La finca «El Rancho El Rocío» se convirtió en universidad del toreo a caballo. Con Diego Ventura, sentando cátedra

La finca «El Rancho El Rocío» se convirtió en universidad del toreo a caballo. Con Diego Ventura, sentando cátedra

La inquietud por acercarse de forma práctica a la fiesta de los toros ha ido creciendo esta última década. Personas que trabajan, estudian, jubilados que por diversión quieres aprender una nociones del arte del toreo. Dan clases, entrenan y después lo ponen en práctica en el campo con el ganado. Es lo que antiguamente se anunciaba como «sportman» o aficionado práctico. Un perfil muy extendido en países de Iberoamérica y que aquí ha resurgido gracias al Club de Aficionados Prácticos, que dirige Eduardo Dávila Miura. Son toreros de fin de semana. Pero lo que no existía son los rejoneadores prácticos. ¿Se imaginan a un alemán de Franckfurt o a un italiano de los Alpes toreando a caballo? La idea no parece fácil. Sin embargo, este fin de semana hemos vivido el nacimiento de una nueva figura: el caballero en plaza «amateur» o rejoneadores prácticos. Y todo, gracias a la iniciativa de la máxima figura y líder indiscutible, Diego Ventura. Acompañado, también, por Andrés Romero. Los dos han podido acercar los secretos del Arte de Marialva a aficionados de distintas partes de Europa y de España.
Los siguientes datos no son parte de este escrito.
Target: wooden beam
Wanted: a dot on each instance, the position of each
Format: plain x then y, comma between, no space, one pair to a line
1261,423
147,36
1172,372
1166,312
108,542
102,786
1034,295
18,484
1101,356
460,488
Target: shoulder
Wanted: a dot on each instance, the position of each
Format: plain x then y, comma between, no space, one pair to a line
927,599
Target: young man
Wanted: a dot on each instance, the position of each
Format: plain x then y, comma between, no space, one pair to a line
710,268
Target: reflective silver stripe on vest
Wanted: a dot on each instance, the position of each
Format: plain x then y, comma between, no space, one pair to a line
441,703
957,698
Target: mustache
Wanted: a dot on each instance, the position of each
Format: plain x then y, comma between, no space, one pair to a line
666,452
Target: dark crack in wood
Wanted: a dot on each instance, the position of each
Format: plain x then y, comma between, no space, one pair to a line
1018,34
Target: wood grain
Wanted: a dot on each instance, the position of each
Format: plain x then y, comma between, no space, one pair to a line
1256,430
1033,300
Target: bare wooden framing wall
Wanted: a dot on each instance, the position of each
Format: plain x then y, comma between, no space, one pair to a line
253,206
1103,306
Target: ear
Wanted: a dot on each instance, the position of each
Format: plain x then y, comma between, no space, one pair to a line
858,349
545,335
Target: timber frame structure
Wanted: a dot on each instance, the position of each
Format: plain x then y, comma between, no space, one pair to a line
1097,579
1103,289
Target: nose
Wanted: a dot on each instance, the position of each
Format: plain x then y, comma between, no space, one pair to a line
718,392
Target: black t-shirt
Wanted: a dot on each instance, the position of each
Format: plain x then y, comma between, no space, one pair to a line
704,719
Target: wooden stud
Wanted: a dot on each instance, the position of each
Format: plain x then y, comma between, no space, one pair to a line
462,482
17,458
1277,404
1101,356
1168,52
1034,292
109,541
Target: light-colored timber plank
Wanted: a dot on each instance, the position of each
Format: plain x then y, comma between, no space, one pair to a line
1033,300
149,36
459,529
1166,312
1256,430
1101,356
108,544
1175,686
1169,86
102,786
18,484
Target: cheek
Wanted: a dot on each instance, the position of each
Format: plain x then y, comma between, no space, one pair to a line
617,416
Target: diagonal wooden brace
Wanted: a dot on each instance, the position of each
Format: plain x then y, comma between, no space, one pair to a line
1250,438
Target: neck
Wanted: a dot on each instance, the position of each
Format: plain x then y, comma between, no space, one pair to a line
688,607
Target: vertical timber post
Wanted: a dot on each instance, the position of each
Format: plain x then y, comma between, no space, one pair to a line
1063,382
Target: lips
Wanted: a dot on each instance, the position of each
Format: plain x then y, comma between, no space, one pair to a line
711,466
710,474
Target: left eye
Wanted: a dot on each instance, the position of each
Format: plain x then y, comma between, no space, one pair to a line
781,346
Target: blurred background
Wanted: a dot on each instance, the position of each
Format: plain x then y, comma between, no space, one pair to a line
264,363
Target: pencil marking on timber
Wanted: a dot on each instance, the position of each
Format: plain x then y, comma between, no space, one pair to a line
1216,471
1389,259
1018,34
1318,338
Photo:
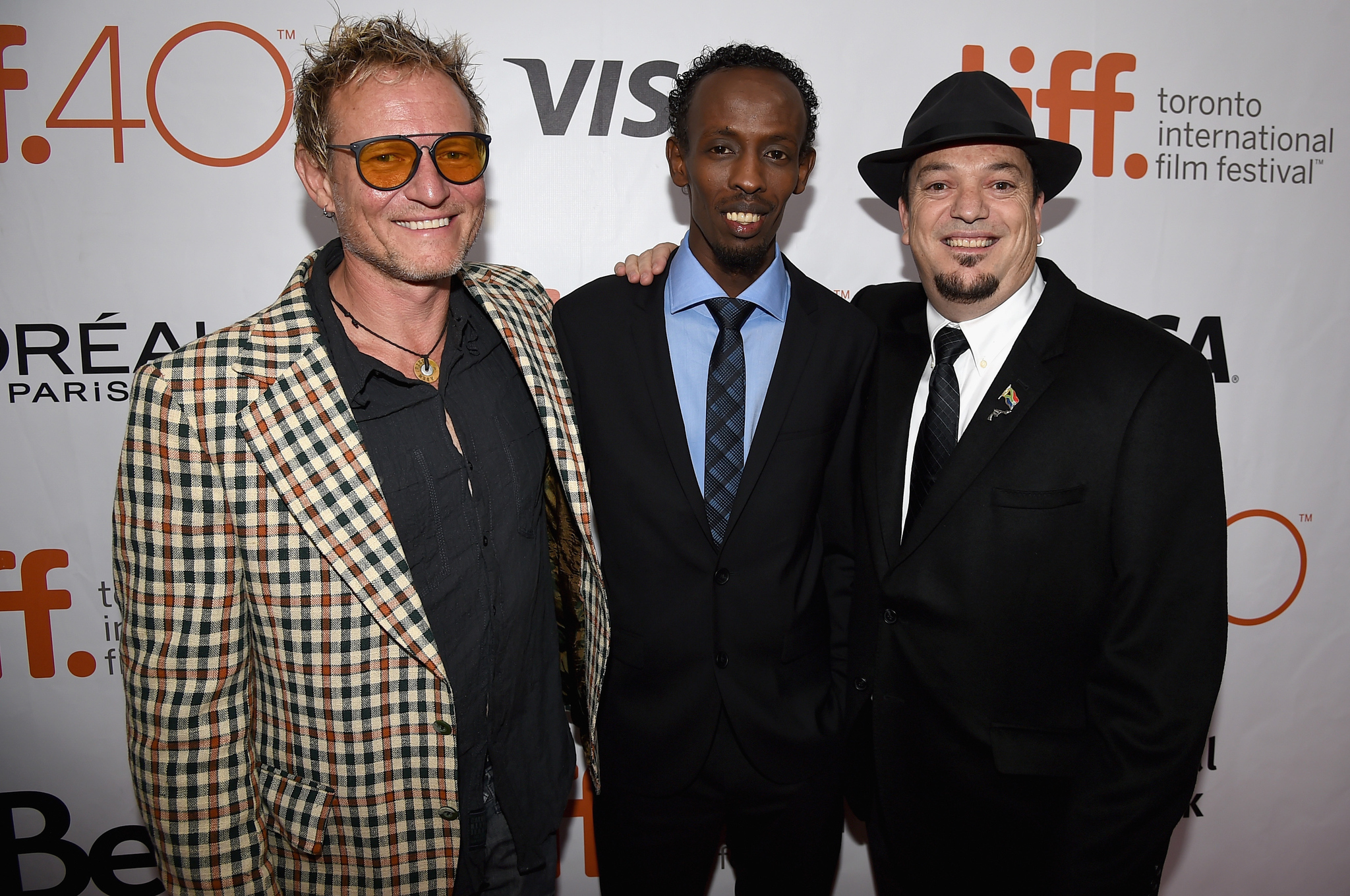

Aprender a echar un caballo a una carretilla, ver cómo se enseña que quiebre un caballo, conocer la forma de hacer las suertes con verdad y pureza... La finca «Rancho El Rocío» se convirtió en universidad del toreo a caballo. Con Diego Ventura, sentando cátedra. Primero, rejoneando junto a Andrés Romero, con sus caballos estrellas. Y al día siguiente, poniendo a rejonear a todos los participantes de salón y en la plaza, con animales bravos. Con este nuevo proyecto, nacen los centauros prácticos. Como ya lo fueron Ava Gardner o Bo Derek. Rejoneadores por un día.